The sniffing ability of the average canine is 1000 times more powerful than humans, and they can locate their owner in a sea of other people. Some smells we encounter can cause an emotional reaction by stirring up past memories. Many everyday odors are registered unconsciously in the mind and we barely notice them. Dog owners may scoff, but one study showed that the smell of your dog is imprinted in your mind and that you do have the ability to recognize your pet by scent alone!

Different odors surround us every day in the home and workplace, but most of them are so familiar we don’t even think about them. We are more likely to notice an unfamiliar scent that catches our attention. There have been a handful of studies done on humans to determine if we have the ability to recognize people close to us based on smell alone. It turns out that mothers can accurately recognize the smell of their babies. Both mothers and fathers can identify the scent of their children, and women can accurately categorize strangers into different age groups based only on the individual’s scent.

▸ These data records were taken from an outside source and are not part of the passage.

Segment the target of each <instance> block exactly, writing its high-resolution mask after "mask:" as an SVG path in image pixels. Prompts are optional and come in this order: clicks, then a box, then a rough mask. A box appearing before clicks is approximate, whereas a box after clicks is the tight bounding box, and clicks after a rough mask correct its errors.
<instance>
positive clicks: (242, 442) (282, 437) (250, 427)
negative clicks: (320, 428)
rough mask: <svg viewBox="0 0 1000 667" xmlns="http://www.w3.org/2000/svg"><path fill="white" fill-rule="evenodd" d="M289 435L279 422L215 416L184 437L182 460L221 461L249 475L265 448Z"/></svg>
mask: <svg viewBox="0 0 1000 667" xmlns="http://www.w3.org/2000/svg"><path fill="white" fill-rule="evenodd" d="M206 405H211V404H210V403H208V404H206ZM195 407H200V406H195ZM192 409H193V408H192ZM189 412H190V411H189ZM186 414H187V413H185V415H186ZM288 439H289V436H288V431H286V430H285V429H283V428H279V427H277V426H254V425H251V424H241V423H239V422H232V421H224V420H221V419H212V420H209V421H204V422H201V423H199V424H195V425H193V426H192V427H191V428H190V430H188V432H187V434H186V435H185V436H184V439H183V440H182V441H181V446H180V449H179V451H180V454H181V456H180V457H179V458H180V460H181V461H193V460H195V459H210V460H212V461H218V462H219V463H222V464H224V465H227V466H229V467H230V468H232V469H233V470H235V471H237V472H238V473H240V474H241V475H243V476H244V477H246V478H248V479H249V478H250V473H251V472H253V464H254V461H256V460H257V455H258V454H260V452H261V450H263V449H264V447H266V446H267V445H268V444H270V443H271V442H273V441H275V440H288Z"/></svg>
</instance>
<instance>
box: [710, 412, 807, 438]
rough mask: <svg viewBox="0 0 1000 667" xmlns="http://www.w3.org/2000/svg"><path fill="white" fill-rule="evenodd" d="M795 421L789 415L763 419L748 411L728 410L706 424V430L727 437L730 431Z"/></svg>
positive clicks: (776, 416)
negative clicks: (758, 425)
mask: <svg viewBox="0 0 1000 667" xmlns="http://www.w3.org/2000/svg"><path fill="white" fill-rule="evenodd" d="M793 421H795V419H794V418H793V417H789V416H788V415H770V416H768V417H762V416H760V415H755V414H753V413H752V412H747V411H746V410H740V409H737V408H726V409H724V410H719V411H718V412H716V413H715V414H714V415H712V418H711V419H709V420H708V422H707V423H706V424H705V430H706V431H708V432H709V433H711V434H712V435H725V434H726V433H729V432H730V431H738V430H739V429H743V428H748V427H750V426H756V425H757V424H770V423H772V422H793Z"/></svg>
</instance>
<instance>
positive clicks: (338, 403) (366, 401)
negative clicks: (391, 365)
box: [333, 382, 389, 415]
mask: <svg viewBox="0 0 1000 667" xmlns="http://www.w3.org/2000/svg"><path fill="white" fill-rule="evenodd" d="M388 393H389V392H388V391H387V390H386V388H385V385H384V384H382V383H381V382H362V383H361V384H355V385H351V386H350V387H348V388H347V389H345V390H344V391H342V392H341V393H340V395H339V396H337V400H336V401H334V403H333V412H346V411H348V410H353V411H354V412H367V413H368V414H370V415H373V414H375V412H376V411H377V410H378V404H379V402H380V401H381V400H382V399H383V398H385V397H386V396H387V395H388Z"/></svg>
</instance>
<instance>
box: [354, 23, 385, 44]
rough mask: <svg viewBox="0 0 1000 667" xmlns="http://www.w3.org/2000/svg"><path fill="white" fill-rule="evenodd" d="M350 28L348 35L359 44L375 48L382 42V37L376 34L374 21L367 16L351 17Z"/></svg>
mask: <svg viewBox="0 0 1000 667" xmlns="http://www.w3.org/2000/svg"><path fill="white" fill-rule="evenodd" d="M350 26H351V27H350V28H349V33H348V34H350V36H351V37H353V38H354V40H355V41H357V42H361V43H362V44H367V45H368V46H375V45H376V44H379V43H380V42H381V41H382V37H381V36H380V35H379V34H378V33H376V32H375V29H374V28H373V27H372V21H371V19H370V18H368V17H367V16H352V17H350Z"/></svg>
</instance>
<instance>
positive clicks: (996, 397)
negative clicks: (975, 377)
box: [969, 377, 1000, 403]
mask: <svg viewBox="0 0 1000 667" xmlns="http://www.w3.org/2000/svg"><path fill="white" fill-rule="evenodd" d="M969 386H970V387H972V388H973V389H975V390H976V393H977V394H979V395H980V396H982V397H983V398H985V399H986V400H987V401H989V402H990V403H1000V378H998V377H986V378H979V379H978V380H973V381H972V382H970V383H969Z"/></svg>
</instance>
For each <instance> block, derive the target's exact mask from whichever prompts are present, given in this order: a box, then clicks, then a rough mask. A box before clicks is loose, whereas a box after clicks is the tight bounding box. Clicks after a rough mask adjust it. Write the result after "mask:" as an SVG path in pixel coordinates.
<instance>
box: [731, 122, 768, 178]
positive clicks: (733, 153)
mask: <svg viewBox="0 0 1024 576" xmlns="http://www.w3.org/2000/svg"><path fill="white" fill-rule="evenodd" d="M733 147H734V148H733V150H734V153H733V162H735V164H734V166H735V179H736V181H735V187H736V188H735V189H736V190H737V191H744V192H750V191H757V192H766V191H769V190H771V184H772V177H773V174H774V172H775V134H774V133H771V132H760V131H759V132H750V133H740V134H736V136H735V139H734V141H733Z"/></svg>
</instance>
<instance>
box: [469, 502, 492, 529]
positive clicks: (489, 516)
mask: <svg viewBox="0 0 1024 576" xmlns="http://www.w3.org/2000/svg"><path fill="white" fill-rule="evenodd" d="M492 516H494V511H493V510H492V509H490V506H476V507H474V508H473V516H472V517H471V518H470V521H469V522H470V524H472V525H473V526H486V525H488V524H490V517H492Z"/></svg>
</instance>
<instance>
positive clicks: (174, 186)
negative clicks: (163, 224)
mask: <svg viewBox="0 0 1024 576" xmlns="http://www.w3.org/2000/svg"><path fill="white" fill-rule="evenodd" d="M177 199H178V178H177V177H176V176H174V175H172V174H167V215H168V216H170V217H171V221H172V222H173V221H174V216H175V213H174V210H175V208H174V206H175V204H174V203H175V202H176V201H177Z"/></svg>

In a study done by psychologists at Queens University in Ireland, 26 dog owners were recruited to participate in research to see if they would be able to identify their own dogs by scent alone. Each owner was given a flannel blanket and instructed to remove all other bedding in their dog’s bed and use only the flannel blanket for three consecutive nights. Owners were also instructed to have their dog sleep in a different room from theirs.